- Born: Rosemarie Poundford 5 March 1962 (age 64) Sherburn-in-Elmet, North Yorkshire, England
- Occupations: Actress; singer; dancer; television presenter;
- Years active: 1982–present
- Spouse: Robert Lindsay ​(m. 2006)​
- Children: 2

= Rosemarie Ford =

English television personality

Rosemarie Ford (born Rosemarie Poundford; 5 March 1962) is an English actress, singer, dancer and television presenter.

==Television and film==
Ford is best known for her stint as the hostess of the BBC 1 game show The Generation Game with Bruce Forsyth from 1990 to 1994. She later hosted Come Dancing, again for the BBC and frequently sang with the orchestra.

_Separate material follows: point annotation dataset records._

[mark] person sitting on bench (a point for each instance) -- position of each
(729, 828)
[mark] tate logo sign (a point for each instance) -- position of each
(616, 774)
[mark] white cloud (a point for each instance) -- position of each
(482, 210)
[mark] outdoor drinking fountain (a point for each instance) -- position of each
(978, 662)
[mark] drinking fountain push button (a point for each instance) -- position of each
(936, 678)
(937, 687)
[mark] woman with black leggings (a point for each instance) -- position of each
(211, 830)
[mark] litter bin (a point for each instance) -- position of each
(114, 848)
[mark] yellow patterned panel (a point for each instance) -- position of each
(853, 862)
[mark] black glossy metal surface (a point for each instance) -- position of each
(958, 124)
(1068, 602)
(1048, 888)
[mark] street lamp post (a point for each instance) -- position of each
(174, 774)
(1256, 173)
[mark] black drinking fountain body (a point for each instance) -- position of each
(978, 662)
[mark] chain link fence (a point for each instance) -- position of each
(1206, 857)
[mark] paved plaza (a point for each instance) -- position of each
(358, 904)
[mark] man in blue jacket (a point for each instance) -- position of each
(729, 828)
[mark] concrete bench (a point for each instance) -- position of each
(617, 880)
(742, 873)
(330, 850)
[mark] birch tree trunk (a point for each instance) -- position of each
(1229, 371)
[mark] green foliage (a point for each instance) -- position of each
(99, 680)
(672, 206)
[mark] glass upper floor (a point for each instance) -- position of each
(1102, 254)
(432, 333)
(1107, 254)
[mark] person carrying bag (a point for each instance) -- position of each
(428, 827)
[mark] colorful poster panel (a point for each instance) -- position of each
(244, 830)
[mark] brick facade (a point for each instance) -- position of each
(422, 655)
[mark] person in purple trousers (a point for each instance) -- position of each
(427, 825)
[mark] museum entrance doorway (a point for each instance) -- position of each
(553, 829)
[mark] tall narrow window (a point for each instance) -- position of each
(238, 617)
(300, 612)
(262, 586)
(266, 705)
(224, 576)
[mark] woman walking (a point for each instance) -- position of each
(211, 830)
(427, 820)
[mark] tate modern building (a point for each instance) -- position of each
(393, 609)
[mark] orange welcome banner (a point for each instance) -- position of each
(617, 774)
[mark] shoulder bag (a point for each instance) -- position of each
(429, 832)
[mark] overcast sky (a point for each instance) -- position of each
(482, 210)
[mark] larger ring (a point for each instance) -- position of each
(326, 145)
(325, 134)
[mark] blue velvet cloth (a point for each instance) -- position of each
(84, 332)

She played the role of Bombalurina in the 1998 film adaptation of the musical Cats.

==Theatre==
Ford worked as a backing singer for Cliff Richard in his "Live and Guaranteed" Tour in 1988 and danced on stage during "Devil Woman". She has appeared in such stage shows as Cats (as Bombalurina and Grizabella) and Time (as part of Captain Ebony's Retinue). She has also appeared in the shows Juke Box, Me And My Girl, Can-Can and Divorce Me, Darling.

==Awards==
She was a recipient of the Carl Alan Award in 1999, an industry honour voted for by dance professionals.

==Personal life==
Ford began a long term relationship with actor Robert Lindsay after he left his previous partner Diana Weston for her. They have two sons, born in 1999 and 2003. The couple got married in a civil ceremony, followed by a blessing in their local church, St Mary's, on 31 December 2006. The family's home is in Denham, Buckinghamshire.